Re-examining black box technology

Improvements in black boxes may aid investigators in searching for missing aircraft

By Casey Walker

In the wake of the missing Malaysia Airlines Flight 370, experts are reviving a question that has baffled aviation engineers for years: If black boxes are indestructible, why aren’t planes made from the same material?

Black boxes—which are actually painted orange—are made of titanium. Constructing planes with the same material would be both expensive and heavy, according to the Aviation Knowledge website.

The boxes are in fact two different devices: the Flight Data Recorder, an electronic recording device that records all of the flight control and engine parameters, and the Cockpit Voice Recorder, which records all conversations in the cockpit—including information exchange with air traffic control—according to Fred Schieszer, aviation professor at the University of Central Missouri.
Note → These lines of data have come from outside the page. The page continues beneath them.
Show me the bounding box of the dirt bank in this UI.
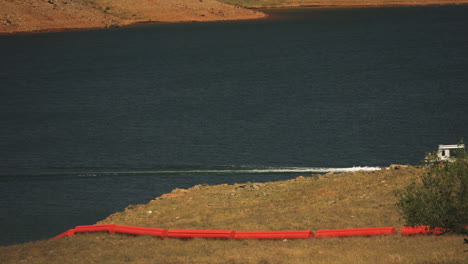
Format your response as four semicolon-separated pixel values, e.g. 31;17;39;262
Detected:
0;0;265;34
0;0;468;34
219;0;468;8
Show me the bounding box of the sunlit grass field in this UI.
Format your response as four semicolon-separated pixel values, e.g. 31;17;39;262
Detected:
0;167;468;263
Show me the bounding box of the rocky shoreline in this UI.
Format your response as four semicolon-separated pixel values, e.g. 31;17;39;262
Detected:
0;0;468;34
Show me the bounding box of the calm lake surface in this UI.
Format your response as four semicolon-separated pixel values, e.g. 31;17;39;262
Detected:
0;6;468;245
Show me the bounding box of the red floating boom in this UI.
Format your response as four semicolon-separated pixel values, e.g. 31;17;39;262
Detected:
315;227;396;238
234;230;314;239
167;229;236;239
400;226;449;236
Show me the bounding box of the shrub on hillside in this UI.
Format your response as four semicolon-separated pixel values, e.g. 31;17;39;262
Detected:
396;145;468;233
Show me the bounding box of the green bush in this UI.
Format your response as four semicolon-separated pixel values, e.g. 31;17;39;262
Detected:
396;145;468;233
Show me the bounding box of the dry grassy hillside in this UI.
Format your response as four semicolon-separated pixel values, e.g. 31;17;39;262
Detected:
0;0;264;33
0;167;468;264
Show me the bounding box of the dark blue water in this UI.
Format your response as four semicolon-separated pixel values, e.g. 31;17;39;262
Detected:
0;6;468;244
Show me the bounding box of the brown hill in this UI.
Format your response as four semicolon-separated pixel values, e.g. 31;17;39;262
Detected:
219;0;468;8
0;0;265;33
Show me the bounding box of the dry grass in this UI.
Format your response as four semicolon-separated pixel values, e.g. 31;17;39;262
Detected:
0;168;468;264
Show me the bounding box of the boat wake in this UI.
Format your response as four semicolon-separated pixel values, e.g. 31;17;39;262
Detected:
0;166;382;177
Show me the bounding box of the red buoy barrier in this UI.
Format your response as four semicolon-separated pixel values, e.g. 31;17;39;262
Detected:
234;230;314;239
315;227;396;238
167;229;236;239
400;226;449;236
52;229;75;239
74;224;115;234
115;225;167;238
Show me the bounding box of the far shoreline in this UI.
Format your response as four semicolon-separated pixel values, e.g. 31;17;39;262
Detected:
0;1;468;36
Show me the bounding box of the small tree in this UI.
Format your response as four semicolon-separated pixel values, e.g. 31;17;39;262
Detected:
396;143;468;233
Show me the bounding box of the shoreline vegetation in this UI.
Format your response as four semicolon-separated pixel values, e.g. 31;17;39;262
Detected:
0;165;466;264
0;0;468;35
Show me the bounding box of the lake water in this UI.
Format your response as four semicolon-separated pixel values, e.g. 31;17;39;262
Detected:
0;5;468;245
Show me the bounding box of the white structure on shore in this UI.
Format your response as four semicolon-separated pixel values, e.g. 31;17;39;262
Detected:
437;144;465;161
Commercial aircrafts are required to use these devices, Schieszer said.

Anthony Brickhouse, a professor of aerospace and occupational safety and applied aviation sciences at Daytona Beach College of Aviation, said black boxes are essential in locating missing airplanes, but their technology has proved to be in need of upgrades.

“One of the main reasons we use black boxes is to get an electronic representation of information regarding a flight,” Brickhouse said. “Both of those devices have the ability to give you a tremendous amount of information that can be used to help an investigation.”

Black boxes were first used in the ‘50s and ‘60s, and before that, most plane crashes were left completely unexplained. Now, with flight data recorders, details about a flight’s crash—ranging from instrument settings to whether the plane was on autopilot—can be used to help infer what happened to the aircraft, Brickhouse said.

“Before the cockpit voice recorders were mandatory, a plane would crash and the flight crew would die,” Brickhouse said. “Unless they were actually talking to air traffic control at the moment the accident happened, you wouldn’t get anything from the flight.”

With cockpit voice recorders, communications between pilots and air traffic control can be assessed, and those listening to the recordings can detect inflections in the voice that would suggest a sense of stress or excitement, according to Brickhouse.

If a plane crashes into a large body of water, the black box sets off an underwater locator—the pinger—which emits a signal detectable from approximately 13,000 feet below sea level for approximately 30 days, Brickhouse said.

In the aftermath of Flight 370, there has been a call for different black box technology to make locating crash sites easier.

One suggestion is that real-time flight data recorders and cockpit voice recorders be made to transmit the information being collected via radio or satellite transmission as opposed to just recording conversations, said Terrence Kelly, a professor at Parks College of Engineering, Aviation and Technology at St. Louis University.

“Of course we need to protect that data, and we need to make sure that [the] data will not be compromised,” Kelly said.

However, safety is not the only problem with real-time technology.

“It would be very expensive [to implement] and also the bandwidth that would be required to exchange that information would be really hard to set up on a worldwide scale,” Brickhouse said.

Schieszer said live video in the cockpit is also a possible improvement, but he added that he was unsure of how helpful that would be in the long run.

“There’s something to be said for too much oversight by big brother in the cockpit,” Schieszer said.

It is not a matter of having the technology to build better black boxes; it is a matter of ensuring sufficient security and funds, Kelly said.

“Black boxes have come a long way and there’s probably a lot more they can do,” Schieszer said.